August 16, 2016 at 11:29 am
(This post was last modified: August 16, 2016 at 11:33 am by Crossless2.0.)
(August 16, 2016 at 10:30 am)SteveII Wrote:(August 13, 2016 at 5:09 am)bennyboy Wrote: You didn't assert anything? Do you want to link the many, many, many unsupportable assertions you've made in this thread?
The difference between my speculation about superstitious behavior is that it's a connection of very basic principles: animals want to live, they have instincts, and the instincts cause behaviors. I'm not bothered by the possibility that it may be wrong, so long as in the meantime I'm making sensible inferences.
The same is easily observed in humans. Humans have ALL KINDS of superstitious beliefs, only some of which are Christian religious. But their beliefs are a response to how they feel, i.e. their instincts. You yourself have said that among the many benefits of the Christian religion are how it makes you feel: deep peace, etc. and that Christianity is therefore a special snowflake, since no other religion makes people feel the way the Christian religion does. This is an ASSERTION, by the way.
At any rate, fine, you have feelings. How do you go from "I have feelings" to "the feelings are about God," if you cannot establish that God exists except BY your feelings?

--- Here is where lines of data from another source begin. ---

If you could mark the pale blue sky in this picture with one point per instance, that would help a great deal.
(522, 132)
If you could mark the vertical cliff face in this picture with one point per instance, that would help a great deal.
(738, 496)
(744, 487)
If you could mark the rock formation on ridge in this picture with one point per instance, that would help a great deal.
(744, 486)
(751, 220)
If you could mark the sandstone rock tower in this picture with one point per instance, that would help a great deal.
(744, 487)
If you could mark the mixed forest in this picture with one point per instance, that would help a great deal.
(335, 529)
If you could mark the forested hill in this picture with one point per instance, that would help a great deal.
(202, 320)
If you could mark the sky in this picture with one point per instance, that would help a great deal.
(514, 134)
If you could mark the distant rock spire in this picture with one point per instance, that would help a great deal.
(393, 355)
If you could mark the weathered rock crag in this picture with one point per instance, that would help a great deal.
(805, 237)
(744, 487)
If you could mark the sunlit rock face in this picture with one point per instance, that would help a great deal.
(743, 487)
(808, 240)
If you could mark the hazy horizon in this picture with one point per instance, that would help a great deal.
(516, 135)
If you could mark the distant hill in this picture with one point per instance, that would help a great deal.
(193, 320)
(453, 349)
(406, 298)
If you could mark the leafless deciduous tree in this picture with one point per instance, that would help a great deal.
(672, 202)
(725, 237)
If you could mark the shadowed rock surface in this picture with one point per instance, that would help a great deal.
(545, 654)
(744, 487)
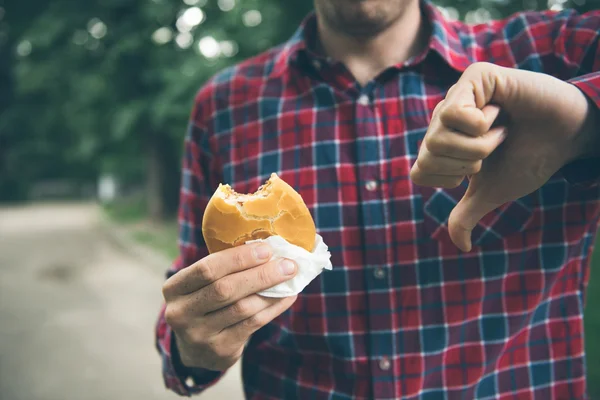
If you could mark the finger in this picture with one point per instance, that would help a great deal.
(234, 287)
(239, 311)
(214, 267)
(455, 145)
(467, 213)
(440, 165)
(469, 120)
(241, 331)
(438, 181)
(476, 86)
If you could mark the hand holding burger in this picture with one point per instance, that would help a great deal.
(213, 306)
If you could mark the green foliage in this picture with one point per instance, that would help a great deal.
(86, 87)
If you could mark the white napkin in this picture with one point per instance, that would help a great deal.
(310, 265)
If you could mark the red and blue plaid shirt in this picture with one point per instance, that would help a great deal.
(403, 314)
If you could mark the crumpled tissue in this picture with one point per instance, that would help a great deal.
(310, 265)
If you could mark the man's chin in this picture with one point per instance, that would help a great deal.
(363, 18)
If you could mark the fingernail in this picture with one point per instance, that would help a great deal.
(287, 267)
(263, 252)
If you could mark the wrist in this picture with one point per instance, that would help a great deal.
(586, 142)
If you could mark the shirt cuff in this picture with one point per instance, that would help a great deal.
(183, 380)
(586, 172)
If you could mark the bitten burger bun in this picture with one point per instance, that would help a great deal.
(275, 209)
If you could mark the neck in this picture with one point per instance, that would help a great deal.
(366, 57)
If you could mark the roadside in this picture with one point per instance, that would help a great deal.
(156, 243)
(77, 312)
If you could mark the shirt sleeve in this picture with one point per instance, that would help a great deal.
(577, 46)
(198, 181)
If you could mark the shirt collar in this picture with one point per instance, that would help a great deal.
(445, 40)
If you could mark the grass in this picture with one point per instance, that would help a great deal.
(163, 237)
(592, 325)
(131, 215)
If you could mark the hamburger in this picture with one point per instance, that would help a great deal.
(275, 209)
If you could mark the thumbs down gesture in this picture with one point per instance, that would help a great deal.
(506, 130)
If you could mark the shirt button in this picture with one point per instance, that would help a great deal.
(384, 363)
(363, 100)
(371, 186)
(379, 273)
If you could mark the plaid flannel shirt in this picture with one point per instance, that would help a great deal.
(403, 313)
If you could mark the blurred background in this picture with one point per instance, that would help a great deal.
(94, 102)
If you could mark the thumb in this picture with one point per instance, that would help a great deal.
(467, 213)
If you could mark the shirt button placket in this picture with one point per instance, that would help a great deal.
(369, 157)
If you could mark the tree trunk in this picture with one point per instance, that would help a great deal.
(155, 181)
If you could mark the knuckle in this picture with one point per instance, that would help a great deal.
(481, 152)
(242, 308)
(167, 289)
(415, 176)
(205, 270)
(222, 290)
(174, 316)
(478, 67)
(474, 168)
(265, 274)
(238, 259)
(435, 144)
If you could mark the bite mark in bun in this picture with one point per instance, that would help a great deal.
(275, 209)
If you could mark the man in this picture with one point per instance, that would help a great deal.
(450, 168)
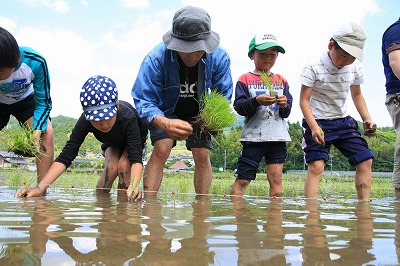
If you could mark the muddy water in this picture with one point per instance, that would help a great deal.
(77, 227)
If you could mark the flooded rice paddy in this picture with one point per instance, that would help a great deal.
(78, 227)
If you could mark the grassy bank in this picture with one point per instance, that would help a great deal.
(182, 183)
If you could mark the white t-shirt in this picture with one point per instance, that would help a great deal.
(330, 86)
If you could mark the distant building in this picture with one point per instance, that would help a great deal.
(7, 159)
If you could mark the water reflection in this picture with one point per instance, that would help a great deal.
(317, 250)
(189, 246)
(82, 228)
(259, 244)
(117, 233)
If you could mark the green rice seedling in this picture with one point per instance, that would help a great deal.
(20, 142)
(271, 89)
(215, 115)
(387, 136)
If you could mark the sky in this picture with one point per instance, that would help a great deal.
(82, 38)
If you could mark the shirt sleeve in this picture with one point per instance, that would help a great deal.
(77, 137)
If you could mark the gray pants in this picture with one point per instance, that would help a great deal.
(393, 106)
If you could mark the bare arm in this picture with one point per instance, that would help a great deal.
(394, 62)
(361, 106)
(317, 133)
(176, 128)
(54, 172)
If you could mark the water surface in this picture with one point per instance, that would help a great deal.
(78, 227)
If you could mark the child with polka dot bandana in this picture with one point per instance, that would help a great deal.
(117, 126)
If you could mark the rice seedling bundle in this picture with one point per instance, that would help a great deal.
(215, 115)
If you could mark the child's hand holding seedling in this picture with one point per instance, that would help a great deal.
(265, 99)
(271, 89)
(30, 192)
(369, 128)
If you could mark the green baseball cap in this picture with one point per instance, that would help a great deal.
(264, 41)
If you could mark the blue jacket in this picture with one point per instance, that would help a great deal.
(31, 76)
(157, 86)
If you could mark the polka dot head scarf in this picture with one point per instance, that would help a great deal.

Where's that point of convergence that lets you bridge from one to the other?
You might want to look up a picture of a circle, and then ask yourself if your circular path is likely to lead to forward progress in your thinking.
You responded to a comment where I mentioned that psychologist believe there is a god-shaped hole in our psyche. Not my assertion. I did assert other things. You didn't respond to those however.
The point of the conversation about 'is belief in God properly basic' (as opposed to just basic) centers around the fact that it is an intuition (not inferred--based on evidence) that God exists and therefore is warranted (as opposed to justified) to believe so. They only way to defeat this position is to show this belief to be false. Simply proposing another way this intuition may have developed is not a defeater.
The conclusion of this line of reasoning is that you (the atheist) are not justified in complaining that a Christian's belief in God is irrational. While there is other evidence, none is required if belief in God is 'properly basic'.
This post adequately demonstrates the sleight-of-hand Christians indulge in when they play the Plantinga 'properly basic' card. Whether belief in God (or, more accurately, a god) is properly basic is debatable but of no particular concern to me. If that's all you claim, Steve, then you are in exactly the same boat as any other theist, of any stripe, should they make the same claim. But that's not what you're up to, is it? Captial-G god (your god) is not believed in by way of intuition. It comes with a baggage train of claims concerning its qualities that are derived from your holy book. Belief in the Christian god cannot, by its nature, be properly basic and you have done nothing to bridge the chasm between a deist god (which might, arguably, be basic) and your god, except to repeat claims nobody else is buying. If we did, we'd be Christians.